The mirror lies. It gives us back an inverted image of ourselves opposite to the one we present to the world. “The parting on the right becomes the parting on the left.” as the popular song has it. This parallels the difference between our self-image and the image others perceive of us. We can never see ourselves as others see us. This is just one of the psychological phenomena that Stan Douglas explores in his intellectually demanding, visually alluring and occasionally comic video installation, Doppelganger at Victoria Miro, Wharf Road.
Facing two screens you seem to be following the parallel stories of a woman astronaut and her doppelganger whose stories, at least to begin with, are mirror images of each other. We see them being teleported onto a spaceship but after many years, in which we assume all contact is lost, they attempt to regain contact with mission control. Here a crucial divergence develops. Her password to prove her identity is LIVE REIFIED TIME. This satisfies the ground controller and leads to an unproblematic debrief on her return to earth. However her doppelganger is not so lucky as the password’s mirror image palindrome is EMIT DEIFIER EVIL. In the inverse universe this is heard as satanically inspired. She is treated as a potential imposter and a threat and the debrief includes a consideration of “euthanasing” her. Douglas hopes this will cast light on the “othering” of migrants. It also evokes the hoary parental urban myth about disreputable heavy metal recordings that encoded satanic messages on vinyl records played backwards.

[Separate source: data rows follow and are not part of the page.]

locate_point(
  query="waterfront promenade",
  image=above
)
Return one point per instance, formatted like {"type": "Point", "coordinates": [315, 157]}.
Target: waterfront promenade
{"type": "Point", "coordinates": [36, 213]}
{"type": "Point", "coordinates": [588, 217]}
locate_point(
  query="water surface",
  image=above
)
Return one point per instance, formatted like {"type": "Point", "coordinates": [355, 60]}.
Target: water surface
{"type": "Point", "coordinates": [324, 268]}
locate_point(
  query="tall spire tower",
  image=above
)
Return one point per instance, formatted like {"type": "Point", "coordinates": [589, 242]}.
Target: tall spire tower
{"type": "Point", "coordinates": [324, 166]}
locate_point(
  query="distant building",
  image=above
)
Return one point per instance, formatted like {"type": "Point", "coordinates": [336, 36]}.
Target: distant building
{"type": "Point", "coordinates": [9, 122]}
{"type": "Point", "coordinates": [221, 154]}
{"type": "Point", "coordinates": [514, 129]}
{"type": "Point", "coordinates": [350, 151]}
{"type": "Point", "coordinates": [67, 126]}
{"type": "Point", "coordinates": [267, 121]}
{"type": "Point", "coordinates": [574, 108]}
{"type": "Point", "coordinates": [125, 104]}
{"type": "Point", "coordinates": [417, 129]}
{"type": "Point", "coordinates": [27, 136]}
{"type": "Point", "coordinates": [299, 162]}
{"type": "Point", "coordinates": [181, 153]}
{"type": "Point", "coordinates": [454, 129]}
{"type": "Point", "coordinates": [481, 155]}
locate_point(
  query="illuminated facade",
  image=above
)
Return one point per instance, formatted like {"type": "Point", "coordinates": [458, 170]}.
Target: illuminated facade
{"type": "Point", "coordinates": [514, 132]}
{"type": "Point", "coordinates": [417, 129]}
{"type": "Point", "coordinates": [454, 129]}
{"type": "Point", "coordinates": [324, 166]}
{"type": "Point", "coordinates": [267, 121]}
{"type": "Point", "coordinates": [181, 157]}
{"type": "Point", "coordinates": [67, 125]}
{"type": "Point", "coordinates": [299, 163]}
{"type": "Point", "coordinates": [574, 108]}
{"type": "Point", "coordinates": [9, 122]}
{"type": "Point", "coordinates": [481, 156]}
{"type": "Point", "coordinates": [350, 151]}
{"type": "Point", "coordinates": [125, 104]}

It is difficult to convey the mind scrambling experience of trying to disentangle the stories as we have to do this having seen them presented twice on split screens. But what makes this so enjoyable is the clear visual signposting of the differences and the humorous undertow of satire. I particularly like the candy striped space capsule parachutes seen from below in one version and sideways in the other. A joke about distinguishing marks that might verify the identity of the astronaut is repeated in the two versions with slightly different inflections.
The sci -fi cliches, both visual and linguistic, that Douglas incorporates give the otherwise serious content a tongue-in-cheek fillip. Like the rest of his work this video installation is so compelling I would happily sit through many iterations confident in the knowledge that new subtleties would become apparent. Looking back over the past 25 years I have come to realise that Stan Douglas is unique in his understanding of the potential of moving image art can presented on multiple screens. He is one of the most intelligent, thoughtful and original moving image artists we have.